Eight Men Out is the dramatisation of that event, when eight members of the Chicago White Sox took money to throw the World Series against Cincinnati. The game at the time was in the hands of the team owners, who could pretty much dictate terms to the players. Charles Comiskey, owner of the Sox, was reputedly the stingiest of them all, paying his players a relative pittance and engineering games so that he could avoid paying bonuses. This is despite the 1919 White Sox being the then best team in baseball. The year of the infamous World Series, he reputedly promised star pitcher Eddie Cicotte a $10000 bonus should he pitch 30 winning games. Cicotte pitched 29 and Comiskey rested him for the rest of the season. It was this behaviour that persuaded most of the players to look elsewhere for money. And when there were men willing to bet vast amounts of their ill gotten gains on dead certs, it seemed like a match made in heaven.
Video
Eight Men Out gets a bog standard 1.85:1 anamorphic transfer from MGM. There`s a bit of grain, but the image is acceptable for the most part. There is some print damage, but some scenes seem to suffer more than others. It`s a period piece, and the sets, costumes and look of the film certainly bring across the feel of the early Twentieth Century.
Audio
The sound is also your standard back catalogue fare from MGM. DD 2.0 tracks in English, French, German and Spanish with a few subtitle tracks to boot. There`s appropriate music and the dialogue is clear throughout.
Features
It`s the current crop of MGM back catalogue discs, and that means that there is absolutely nothing. A static menu screen allows you to choose soundtracks, subtitles or play the film. There`s no chapter select screen and no trailer.
Conclusion
I guess most people like me, if they have heard of the Black Sox scandal, will have done so from the movie Field Of Dreams, in which an enigmatic `Shoeless` Joe Jackson returns to a baseball diamond built in a cornfield. However Field of Dreams does this movie a disservice, having built a mystique and magic around a character that certainly didn`t exist in reality. I admit that I came to this film with certain expectations, piqued by the possibility of learning more about the enigmatic character created by Ray Liotta in the earlier film, and found that Eight Men Out was in fact a faithful retelling of the actual events, with precious few if any liberties taken with the characters. Consequently D. B Sweeney portrays `Shoeless` Joe as uneducated and unworldly, but committed to baseball, in short human. It helps if you forget the more popular Costner movie before watching this.
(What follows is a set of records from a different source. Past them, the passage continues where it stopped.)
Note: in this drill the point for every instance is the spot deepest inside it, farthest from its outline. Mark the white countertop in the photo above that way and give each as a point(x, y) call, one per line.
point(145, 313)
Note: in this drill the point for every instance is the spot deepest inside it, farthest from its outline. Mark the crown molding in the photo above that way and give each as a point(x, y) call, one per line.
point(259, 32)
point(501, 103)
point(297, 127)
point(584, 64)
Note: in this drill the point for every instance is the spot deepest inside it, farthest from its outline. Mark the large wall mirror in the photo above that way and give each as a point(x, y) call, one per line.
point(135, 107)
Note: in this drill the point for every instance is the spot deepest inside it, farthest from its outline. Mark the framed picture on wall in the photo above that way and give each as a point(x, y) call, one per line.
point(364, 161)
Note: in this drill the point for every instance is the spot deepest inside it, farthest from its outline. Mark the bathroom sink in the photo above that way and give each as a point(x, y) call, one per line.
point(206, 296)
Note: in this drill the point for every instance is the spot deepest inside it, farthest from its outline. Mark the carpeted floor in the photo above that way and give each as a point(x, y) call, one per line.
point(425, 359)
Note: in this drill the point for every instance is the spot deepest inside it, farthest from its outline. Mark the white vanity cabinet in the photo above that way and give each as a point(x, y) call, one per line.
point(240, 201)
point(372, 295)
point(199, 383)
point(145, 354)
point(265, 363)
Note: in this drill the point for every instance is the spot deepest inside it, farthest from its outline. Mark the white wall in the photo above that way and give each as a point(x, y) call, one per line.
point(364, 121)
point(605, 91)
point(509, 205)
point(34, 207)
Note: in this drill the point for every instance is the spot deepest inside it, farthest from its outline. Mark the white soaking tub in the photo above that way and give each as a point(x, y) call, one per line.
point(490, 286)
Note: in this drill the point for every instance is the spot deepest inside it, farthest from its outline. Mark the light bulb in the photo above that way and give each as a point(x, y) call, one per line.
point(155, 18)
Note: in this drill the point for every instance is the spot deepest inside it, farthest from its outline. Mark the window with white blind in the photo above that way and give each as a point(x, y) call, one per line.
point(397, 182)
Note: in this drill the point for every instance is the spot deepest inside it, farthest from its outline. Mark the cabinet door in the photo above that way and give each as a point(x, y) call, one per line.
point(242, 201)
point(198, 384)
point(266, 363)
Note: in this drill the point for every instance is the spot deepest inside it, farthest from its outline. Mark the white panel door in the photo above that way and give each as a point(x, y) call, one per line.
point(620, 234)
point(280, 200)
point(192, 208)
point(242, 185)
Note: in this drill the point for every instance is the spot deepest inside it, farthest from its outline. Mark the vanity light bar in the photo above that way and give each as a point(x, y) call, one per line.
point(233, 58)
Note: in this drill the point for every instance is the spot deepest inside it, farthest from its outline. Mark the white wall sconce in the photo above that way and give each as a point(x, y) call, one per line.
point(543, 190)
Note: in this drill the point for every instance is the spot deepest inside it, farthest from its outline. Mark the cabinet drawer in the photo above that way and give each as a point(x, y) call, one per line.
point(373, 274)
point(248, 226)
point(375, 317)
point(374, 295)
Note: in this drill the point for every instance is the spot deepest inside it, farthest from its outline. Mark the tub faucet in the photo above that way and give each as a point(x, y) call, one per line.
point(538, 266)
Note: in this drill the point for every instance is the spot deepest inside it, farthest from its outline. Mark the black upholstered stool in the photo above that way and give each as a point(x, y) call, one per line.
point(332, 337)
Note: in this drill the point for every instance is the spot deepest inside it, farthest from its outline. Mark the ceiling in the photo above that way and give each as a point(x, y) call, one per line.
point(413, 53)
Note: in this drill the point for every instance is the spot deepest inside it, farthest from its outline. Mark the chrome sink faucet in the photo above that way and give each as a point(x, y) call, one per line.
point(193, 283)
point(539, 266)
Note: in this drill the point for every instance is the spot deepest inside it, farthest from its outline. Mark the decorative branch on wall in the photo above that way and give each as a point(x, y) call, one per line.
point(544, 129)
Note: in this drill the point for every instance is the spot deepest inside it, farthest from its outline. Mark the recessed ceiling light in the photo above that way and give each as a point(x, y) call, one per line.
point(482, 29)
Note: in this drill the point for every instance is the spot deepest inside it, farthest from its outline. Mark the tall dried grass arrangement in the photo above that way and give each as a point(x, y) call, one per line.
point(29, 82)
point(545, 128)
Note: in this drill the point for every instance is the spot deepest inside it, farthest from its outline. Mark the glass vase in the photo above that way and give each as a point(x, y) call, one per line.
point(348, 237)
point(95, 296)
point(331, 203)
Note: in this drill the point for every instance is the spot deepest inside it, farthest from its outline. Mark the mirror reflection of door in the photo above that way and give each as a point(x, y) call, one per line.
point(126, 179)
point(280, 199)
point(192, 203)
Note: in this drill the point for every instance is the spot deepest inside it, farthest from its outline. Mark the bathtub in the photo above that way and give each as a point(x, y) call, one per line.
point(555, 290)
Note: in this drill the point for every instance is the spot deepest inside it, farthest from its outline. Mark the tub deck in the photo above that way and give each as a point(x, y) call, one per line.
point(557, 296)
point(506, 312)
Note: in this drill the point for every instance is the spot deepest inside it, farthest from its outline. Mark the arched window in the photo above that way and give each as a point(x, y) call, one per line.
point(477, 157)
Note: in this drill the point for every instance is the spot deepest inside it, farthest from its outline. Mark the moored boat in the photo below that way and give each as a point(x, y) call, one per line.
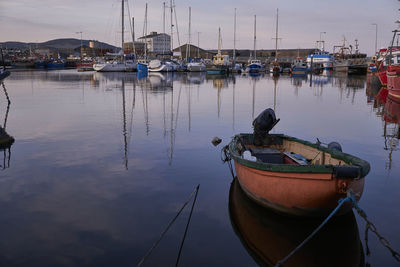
point(269, 237)
point(142, 66)
point(157, 65)
point(393, 81)
point(4, 74)
point(293, 176)
point(255, 66)
point(196, 65)
point(299, 67)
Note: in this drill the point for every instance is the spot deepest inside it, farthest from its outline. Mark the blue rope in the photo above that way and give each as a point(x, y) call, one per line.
point(341, 202)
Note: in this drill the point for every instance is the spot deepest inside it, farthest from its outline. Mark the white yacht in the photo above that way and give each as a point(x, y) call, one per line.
point(197, 64)
point(157, 65)
point(115, 66)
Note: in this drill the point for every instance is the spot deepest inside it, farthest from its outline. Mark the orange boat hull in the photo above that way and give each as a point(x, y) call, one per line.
point(301, 194)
The story itself is an interesting one, based as it is on true events. However I couldn`t help but feel cheated by the final movie. The cast itself is excellent, with names like John Cusack, Charlie Sheen, David Strathairn and Christopher Lloyd, as well as John Mahoney of Frasier fame among the names, but the characters they play are curiously muted. It`s as if everyone is trying to be the good guy in the film, the players who are trying to cheat, the team owner who is stingy but upright, the gamblers funding the scam are good natured, even when Rothstein sends a hitman round to pressure one of the pitchers, there`s no heat or malice.
Also there`s a bucket of schmaltz thrown unnecessarily onto the film, with plenty of fresh-faced kids following their heroes` exploits faithfully, and representing the betrayal of a nation`s innocence when the time comes. Call me a cynic, but there`s only so much sugarcoated wholesomeness a reviewer can take.
From what I`ve read, Eight Men Out is a faithful retelling of the events surrounding the Black Sox scandal, but the film is unsatisfying, and perhaps one or two liberties taken with the story, or more colourful characterisation would have made the film good rather than just merely average.
One for baseball fans only, and there has to be a couple on this side of the pond.